Jo Hamilton is a fibre artist. She crochets unique portraits and landscapes. What makes her do it?
Could you introduce yourself shortly? You hail form Scotland and moved to the U.S., right?
Yes, I moved to Portland, Oregon in the mid-nineties, after graduating from Glasgow School of Art.
For how long have you been working as a textile artist? I know you were doing paintings before, how was the transition to crochet?
It wasn't until I moved to the US that I began to experiment with crocheting. In 2006, using only a crochet hook and yarn, I began to create a large scale cityscape of Portland, and realised I had finally found the medium for me. I continued to work on that piece for over two years. At the same time I also began a series of larger than life crocheted portraits of coworkers and friends. To date I have completed 32 crocheted pieces including cityscapes, portraits of local people, Multnomah County Jail mug shots, and commissioned work.
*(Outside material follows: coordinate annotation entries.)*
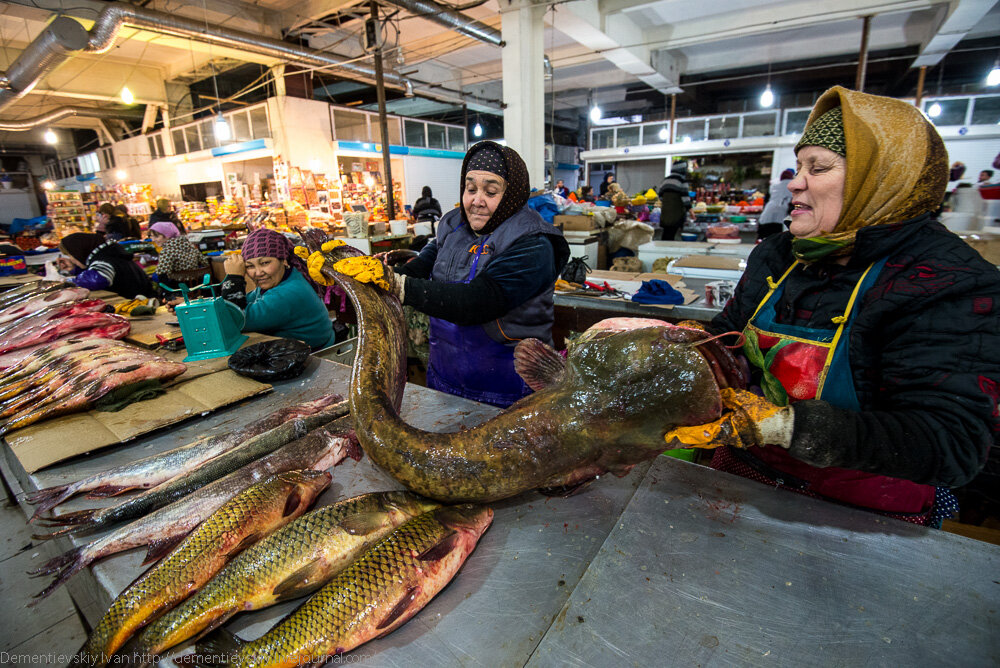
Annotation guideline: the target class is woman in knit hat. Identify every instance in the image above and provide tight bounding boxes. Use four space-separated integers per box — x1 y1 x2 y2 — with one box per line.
667 87 1000 525
221 223 335 350
376 141 569 406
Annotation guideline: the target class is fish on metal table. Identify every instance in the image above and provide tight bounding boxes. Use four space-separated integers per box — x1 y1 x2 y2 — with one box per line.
26 394 344 519
130 492 440 655
196 504 493 668
77 470 332 666
29 416 361 605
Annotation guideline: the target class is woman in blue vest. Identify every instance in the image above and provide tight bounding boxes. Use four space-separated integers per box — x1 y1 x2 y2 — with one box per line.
384 141 569 407
666 87 1000 525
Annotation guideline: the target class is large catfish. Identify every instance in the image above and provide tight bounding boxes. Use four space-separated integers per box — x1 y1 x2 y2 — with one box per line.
308 240 744 503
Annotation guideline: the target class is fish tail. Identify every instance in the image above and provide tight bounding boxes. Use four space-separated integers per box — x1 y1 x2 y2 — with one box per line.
188 629 244 666
28 547 92 608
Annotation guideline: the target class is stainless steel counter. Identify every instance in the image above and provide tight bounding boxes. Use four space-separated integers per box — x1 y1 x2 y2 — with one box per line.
5 362 1000 666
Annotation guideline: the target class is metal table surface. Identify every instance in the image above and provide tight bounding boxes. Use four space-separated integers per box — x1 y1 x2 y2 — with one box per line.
6 361 1000 667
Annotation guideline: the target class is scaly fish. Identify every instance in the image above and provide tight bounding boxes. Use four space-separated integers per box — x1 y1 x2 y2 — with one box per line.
130 492 440 655
308 237 745 503
76 470 332 666
26 394 344 519
30 416 361 605
31 401 348 536
197 505 493 668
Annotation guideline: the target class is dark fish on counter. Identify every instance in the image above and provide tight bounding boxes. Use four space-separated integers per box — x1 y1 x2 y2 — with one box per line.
195 505 493 668
0 352 180 435
304 240 745 502
26 394 344 519
31 401 348 536
0 312 128 354
130 492 439 655
0 286 90 324
30 416 361 598
76 471 332 666
0 281 66 310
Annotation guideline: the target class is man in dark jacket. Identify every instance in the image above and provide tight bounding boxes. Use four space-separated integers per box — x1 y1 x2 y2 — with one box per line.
657 172 691 241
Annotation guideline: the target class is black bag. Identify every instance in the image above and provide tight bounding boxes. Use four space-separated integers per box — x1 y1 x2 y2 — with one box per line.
229 339 311 382
562 255 590 285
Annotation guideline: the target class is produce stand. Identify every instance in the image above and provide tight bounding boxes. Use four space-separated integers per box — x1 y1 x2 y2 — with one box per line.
3 360 1000 666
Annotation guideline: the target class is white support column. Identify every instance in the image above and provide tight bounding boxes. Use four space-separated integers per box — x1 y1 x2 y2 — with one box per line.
500 0 546 188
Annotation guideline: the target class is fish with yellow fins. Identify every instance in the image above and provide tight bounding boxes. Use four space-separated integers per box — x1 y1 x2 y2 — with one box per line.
197 504 493 668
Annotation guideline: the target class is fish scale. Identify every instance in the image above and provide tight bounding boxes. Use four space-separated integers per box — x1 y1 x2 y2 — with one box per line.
77 471 331 666
136 492 439 654
225 505 493 668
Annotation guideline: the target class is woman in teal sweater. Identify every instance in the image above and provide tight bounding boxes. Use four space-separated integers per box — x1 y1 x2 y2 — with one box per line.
222 229 334 350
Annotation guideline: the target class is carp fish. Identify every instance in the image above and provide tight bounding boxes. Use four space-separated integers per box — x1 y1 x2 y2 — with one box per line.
308 240 745 503
197 504 493 668
77 470 332 666
134 492 439 655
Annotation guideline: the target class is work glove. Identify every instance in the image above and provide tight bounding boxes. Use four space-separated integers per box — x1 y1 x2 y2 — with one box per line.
333 256 406 301
664 388 795 450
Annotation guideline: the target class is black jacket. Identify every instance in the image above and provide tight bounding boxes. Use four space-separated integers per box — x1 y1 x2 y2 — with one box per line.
710 215 1000 487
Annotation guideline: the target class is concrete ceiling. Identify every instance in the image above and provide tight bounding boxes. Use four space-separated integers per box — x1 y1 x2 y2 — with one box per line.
0 0 1000 151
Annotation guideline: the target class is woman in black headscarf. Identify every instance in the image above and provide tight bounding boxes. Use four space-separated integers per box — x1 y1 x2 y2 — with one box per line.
382 141 569 407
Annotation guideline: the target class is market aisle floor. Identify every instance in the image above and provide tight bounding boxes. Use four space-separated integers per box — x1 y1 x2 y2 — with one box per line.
0 499 87 665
Your crocheted portraits and other works have always ends of yarn hanging from the bottom side - why?
The hanging ends draw attention to the material and the process- you can see every single strand of yarn that I used to make up the whole of each piece.
How do you work with yarns to represent colours - do you sketch, make notes, or just use the stuff right away?
I work directly from my own photographs, using no sketches, graphs or computer imaging. Each piece is instinctively composed and not planned ahead. I spend a lot of time simply looking, unravelling, and reworking until I get it right.
How do you organize yarns, and where do you shop for it? Are you using wool, or other materials?
My yarn is organised by colour and tone in my studio. Most of my collection was bought secondhand from thrift stores and is made of all kinds of material- wool, cotton, acrylic, silk. Now that I make so many portraits I sometimes have to buy new face colours as I use up what I have. I am less concerned with the type of yarn and more with the colour and shade, but I do enjoy using as many different and entertaining textures as I can, for example making eyeballs or teeth fuzzy.
What led you from paint to yarn?
Painting was never comfortable for me, so I was often dissatisfied with my work. Until I was inspired 5 years ago by a show at the local craft museum to try crocheting representationally. I was so excited by my results that I haven't done anything but crochet since then. I use the traditional crochet technique taught to me at an early age by my Gran. I work one knot at a time, from the inside out, row by row. For example, in making the portraits I always begin in the middle with the eyes and work out from there until the piece is completed.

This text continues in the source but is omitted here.